Trans fat is not the only crap thats in food. A rule of thumb i try to use is if i can't pronounce a word on the ingredients list i dont buy it.
 
theres so many fines here in california its ridiculous... all it is is just one more fine..... it doesnt mean anything...
 
Trans fat is not the only crap thats in food. A rule of thumb i try to use is if i can't pronounce a word on the ingredients list i dont buy it.

What if you are a biochemist and fluent in latin?
 
Unless the government can determine a way to tax idiocy, I think we're all better off just letting them kill themselves.

That's pretty much my view. The younger and faster people die, the more we can curb the population and the strain on resources.

Of course, on the other hand, anything that takes easy profit away from the corporations I find ideal.
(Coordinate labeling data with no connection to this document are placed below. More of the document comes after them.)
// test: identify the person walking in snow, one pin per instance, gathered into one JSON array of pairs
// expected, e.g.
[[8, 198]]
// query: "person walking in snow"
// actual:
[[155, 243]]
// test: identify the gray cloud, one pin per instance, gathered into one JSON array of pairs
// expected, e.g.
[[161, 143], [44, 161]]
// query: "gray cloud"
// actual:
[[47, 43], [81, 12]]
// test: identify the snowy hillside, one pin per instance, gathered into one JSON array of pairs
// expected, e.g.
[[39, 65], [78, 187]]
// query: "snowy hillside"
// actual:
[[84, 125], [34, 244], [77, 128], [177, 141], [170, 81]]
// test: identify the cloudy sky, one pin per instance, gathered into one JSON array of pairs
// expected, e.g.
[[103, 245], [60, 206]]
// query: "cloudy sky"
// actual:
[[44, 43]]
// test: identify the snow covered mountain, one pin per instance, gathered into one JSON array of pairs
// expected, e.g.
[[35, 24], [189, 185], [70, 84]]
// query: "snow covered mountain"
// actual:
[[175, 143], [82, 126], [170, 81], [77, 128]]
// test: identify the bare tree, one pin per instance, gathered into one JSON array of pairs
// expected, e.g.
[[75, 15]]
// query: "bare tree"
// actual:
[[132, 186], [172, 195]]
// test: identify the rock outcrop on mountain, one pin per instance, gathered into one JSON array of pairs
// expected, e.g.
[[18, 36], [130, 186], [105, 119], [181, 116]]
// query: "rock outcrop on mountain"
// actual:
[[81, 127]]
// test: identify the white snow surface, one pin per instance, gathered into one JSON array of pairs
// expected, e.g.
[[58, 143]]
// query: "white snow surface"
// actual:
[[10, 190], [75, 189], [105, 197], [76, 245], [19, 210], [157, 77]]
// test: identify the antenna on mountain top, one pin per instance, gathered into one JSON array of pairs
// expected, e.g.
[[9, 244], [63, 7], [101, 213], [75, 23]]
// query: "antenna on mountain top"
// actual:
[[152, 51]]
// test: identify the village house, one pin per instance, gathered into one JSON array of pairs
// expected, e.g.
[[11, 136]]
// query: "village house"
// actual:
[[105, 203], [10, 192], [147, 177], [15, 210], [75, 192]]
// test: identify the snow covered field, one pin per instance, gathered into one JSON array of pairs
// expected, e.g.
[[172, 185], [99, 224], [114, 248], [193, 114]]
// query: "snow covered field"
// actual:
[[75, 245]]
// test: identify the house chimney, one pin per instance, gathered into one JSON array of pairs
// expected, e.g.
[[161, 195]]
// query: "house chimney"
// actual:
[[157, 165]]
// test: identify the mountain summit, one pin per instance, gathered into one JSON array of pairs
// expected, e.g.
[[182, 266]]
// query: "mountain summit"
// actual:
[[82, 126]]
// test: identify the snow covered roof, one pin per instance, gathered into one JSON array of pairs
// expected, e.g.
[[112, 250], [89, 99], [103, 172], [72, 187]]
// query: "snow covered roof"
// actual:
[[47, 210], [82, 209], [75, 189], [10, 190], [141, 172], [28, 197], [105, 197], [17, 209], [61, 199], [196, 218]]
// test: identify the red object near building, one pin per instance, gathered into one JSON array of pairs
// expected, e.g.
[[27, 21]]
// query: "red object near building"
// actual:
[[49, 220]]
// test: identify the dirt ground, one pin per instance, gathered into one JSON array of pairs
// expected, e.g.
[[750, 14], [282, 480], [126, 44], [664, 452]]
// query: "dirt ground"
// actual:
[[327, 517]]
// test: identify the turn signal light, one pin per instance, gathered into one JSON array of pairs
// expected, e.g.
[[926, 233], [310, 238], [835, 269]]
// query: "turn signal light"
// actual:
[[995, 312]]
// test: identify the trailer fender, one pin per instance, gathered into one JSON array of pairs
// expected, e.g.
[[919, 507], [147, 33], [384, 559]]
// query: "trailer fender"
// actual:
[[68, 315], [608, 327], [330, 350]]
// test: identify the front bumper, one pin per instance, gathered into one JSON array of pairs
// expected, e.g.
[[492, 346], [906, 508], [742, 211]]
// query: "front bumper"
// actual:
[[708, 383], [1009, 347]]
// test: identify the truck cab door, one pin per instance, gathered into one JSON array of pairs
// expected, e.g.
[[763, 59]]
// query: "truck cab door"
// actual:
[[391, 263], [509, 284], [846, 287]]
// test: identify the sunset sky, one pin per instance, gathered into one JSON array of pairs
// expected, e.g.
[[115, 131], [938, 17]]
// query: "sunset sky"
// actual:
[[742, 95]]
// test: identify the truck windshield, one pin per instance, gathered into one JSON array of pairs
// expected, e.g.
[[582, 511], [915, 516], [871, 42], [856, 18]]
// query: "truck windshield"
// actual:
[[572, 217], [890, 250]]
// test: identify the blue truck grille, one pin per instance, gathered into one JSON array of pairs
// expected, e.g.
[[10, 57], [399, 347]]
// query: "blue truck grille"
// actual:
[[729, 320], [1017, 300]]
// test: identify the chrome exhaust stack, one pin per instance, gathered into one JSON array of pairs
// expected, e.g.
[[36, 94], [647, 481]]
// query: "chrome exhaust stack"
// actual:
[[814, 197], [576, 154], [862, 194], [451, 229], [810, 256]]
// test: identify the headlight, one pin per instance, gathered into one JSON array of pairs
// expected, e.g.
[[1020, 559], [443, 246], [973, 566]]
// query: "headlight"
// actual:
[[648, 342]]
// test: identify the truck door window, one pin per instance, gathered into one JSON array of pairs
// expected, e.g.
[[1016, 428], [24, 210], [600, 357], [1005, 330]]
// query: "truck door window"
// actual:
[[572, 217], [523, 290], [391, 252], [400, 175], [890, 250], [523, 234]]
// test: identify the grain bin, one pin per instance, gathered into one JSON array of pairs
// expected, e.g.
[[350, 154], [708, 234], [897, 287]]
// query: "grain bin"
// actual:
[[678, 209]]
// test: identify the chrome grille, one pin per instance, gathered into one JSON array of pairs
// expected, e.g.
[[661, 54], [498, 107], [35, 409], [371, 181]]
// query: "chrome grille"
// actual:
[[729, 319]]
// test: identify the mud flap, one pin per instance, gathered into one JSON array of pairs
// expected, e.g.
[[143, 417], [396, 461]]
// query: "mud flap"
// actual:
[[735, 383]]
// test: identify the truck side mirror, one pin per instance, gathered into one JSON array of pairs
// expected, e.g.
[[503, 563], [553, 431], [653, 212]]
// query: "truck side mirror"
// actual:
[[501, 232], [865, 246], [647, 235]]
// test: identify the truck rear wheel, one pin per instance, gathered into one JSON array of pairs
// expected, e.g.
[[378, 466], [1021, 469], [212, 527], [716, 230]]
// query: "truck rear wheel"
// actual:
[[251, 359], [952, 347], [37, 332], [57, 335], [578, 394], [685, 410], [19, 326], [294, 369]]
I'm torn. Good thing I don't live in CA so I don't have to think about it.
 
Transfats is probably the worst processed additive in foods today. The government does have the right to ban certain things from good (cocaine, mercury, ect.), but the transfat jig seems borderline to me.
 
Here's the way I see it:

California is a fairly "socialist" state (compared to the other U.S. states, at least). The beauty of the U.S. is that each state is unique in its governmental policy. If you don't want to live in a socialist state, you should probably avoid California. Since Cali will probably socialize healthcare before other states (assuming that they haven't already, and assuming that there isn't a national socialized health-care initiative come February), they will have to monitor citizen's health closely, and take preventative measures to curb expensive hospital visits. Socialism is, at least in theory, supposed to allow the population to put some of their concerns in the hands of the goverment. Some people like it, some people don't.

Yes, I know this is my first post, but you've gotta start somewhere.
 
Here's the way I see it:

California is a fairly "socialist" state (compared to the other U.S. states, at least). The beauty of the U.S. is that each state is unique in its governmental policy. If you don't want to live in a socialist state, you should probably avoid California. Since Cali will probably socialize healthcare before other states (assuming that they haven't already, and assuming that there isn't a national socialized health-care initiative come February), they will have to monitor citizen's health closely, and take preventative measures to curb expensive hospital visits. Socialism is, at least in theory, supposed to allow the population to put some of their concerns in the hands of the goverment. Some people like it, some people don't.

Yes, I know this is my first post, but you've gotta start somewhere.

There have been quite a few epic budget cuts since the Terminator came into office.